This indicates that you are being asked to write a piece of code to complete the notebook.

# Part 3: Feature Engineering

Classical machine learning methods often turn to manual feature engineering to extract elements of the data that the model will use for prediction. So far we have relied on the raw data alone, but in some cases well designed features can produce a better model than raw data alone.

In [None]:
import imageio as iio
import skimage
import sklearn.model_selection
import sklearn.utils
import sklearn.metrics
import sklearn.preprocessing
import numpy as np
import matplotlib.pyplot as plt
import os
import pandas as pd
import tqdm.auto
import copy

In [None]:
import tensorflow as tf
gpus = tf.config.experimental.list_physical_devices('GPU')
for gpu in gpus:
      tf.config.experimental.set_memory_growth(gpu, True)
        
import tensorflow_addons as tfa

from tensorflow.keras.layers import Input, Flatten, Dense, Activation, BatchNormalization, Conv2D, MaxPool2D, Softmax
from tensorflow.keras import Model
from tensorflow.keras.utils import plot_model

## General setup
You need to run all of the code cells from here down to the "Introduction to image filters" section.
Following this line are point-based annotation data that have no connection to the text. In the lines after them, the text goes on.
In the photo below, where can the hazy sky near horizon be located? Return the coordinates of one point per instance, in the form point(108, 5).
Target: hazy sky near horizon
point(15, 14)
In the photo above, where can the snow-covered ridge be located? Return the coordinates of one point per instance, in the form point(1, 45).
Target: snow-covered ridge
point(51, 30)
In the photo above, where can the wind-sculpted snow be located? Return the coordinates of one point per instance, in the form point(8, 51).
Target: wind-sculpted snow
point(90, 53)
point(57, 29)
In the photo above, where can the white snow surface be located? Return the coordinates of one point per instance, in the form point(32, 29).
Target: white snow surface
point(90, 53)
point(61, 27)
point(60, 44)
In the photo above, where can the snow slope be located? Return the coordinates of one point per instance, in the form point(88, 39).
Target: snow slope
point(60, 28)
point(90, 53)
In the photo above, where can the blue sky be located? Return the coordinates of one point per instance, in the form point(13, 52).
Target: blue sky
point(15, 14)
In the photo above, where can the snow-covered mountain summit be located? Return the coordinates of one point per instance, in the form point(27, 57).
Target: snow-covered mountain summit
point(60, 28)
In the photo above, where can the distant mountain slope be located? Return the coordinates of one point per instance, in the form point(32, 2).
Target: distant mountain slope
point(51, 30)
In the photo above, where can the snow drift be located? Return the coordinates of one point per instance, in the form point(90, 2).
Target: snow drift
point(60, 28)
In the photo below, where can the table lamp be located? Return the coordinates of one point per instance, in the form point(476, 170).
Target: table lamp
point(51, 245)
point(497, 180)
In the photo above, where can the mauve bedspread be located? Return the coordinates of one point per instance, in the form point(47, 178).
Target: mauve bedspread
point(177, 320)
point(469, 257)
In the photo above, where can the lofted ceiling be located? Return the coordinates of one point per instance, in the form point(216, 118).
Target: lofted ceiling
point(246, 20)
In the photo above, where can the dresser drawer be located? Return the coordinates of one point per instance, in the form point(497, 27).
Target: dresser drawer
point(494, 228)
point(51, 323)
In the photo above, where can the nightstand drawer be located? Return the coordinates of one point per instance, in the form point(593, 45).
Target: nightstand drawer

These blocks of code were directly taken from the prvious notebook so feel free to skip down to the image filter section once you have started them running to load the dataset.

### Load dataset
We will load the same dataset as the previous notebook.

In [None]:
data_dir = 'data/CellCycle'

In [None]:
# Load dataframe with sample info
df = pd.read_csv(os.path.join(data_dir, 'img.lst'), sep='\t', header=None)
df = df.rename(columns={1: 'class', 2: 'filepath'})
df['channel'] = df['filepath'].str.split('/',expand=True)[2].str.split('_', expand=True)[1].str.slice(2,3)
df['id'] = df['filepath'].str.split('/',expand=True)[2].str.split('_', expand=True)[0]
df.head()

In [None]:
# Load data stack
ims = []
ys = []
for i, g in df.groupby('id'):
    im = []
    for _, r in g.iterrows():
        im.append(iio.imread(os.path.join(data_dir, r['filepath'])))
    ims.append(np.stack(im, axis=-1))
    ys.append(r['class'])
    
X_data = np.stack(ims)
y_data = np.stack(ys)
print('X shape:', X_data.shape)
print('y shape:', y_data.shape)

In [None]:
def extract_classes(X_data, y_data, classes):
    """For a given dataset of categorical labels, this data
    selects the datapoints associated with the classes of interest
    and returns them stacked in a new array
    
    Args:
        X_data (np.array): Array of x data
        y_data (np.array): Array of categorical y data
        classes (list): List of categorical classes to select
        
    Returns:
        np.array: X data after extracting the classes of interest 
        np.array: y data after selecting the classes of interest
    """
    X, y = [], []
    for c in classes:
        # Identify the indicies of the relevant class
        idx = y_data == c
        # Select the X and y data accordingly
        X.append(X_data[idx, ..., 0:1])
        y.append(y_data[idx])

    # Restack the arrays
    X = np.concatenate(X)
    y = np.concatenate(y)
    return X, y

In [None]:
X, y = extract_classes(X_data, y_data, [4, 5])

print(X.shape, y.shape)

In [None]:
y[y == 4] = 0
y[y == 5] = 1

In [None]:
def balance_classes(X, y, minority_id):
    """For a given minority class id, upsample the minority class
    to match the number of samples in the majority class
    
    Args:
        X (np.array): Array of raw data
        y (np.array): Array of class labels
        minority_id (int): Integer of the minority class to be upsampled
        
    Returns:
        np.array: X
        np.array: y
    """
    # Split the X and y arrays into sub arrays containing 
    # 1) only the minority samples and 2) the remaining samples
    x_max = X[y != minority_id]
    y_max = y[y != minority_id]
    x_min = X[y == minority_id]
    y_min = y[y == minority_id]
    
    # Use sklearn.utils.resample to samples from the minority sample array 
    # to match the number of samples in the second array
    x_min, y_min = sklearn.utils.resample(x_min, y_min, n_samples=x_max.shape[0])
    
    # Concatenate the upsampled array 1 with the remaining array 2
    X = np.concatenate([x_max, x_min])
    y = np.concatenate([y_max, y_min])
    
    # Shuffle arrays to randomize sample order
    X, y = sklearn.utils.shuffle(X, y)
    
    return X, y

# Create dataset builder
def build_dataset(X, y, batch_size=1, seed=1, train_size=0.8):
    # Create train/test splits
    X_train, X_test, y_train, y_test = sklearn.model_selection.train_test_split(
        X, y, 
        train_size=train_size, 
        random_state=seed)
    
    # Balance classes in each split
    X_train, y_train = balance_classes(X_train, y_train, 1)
    X_test, y_test = balance_classes(X_test, y_test, 1)
    
    # Convert y data to categorical
    y_train = tf.keras.utils.to_categorical(y_train)
    y_test = tf.keras.utils.to_categorical(y_test)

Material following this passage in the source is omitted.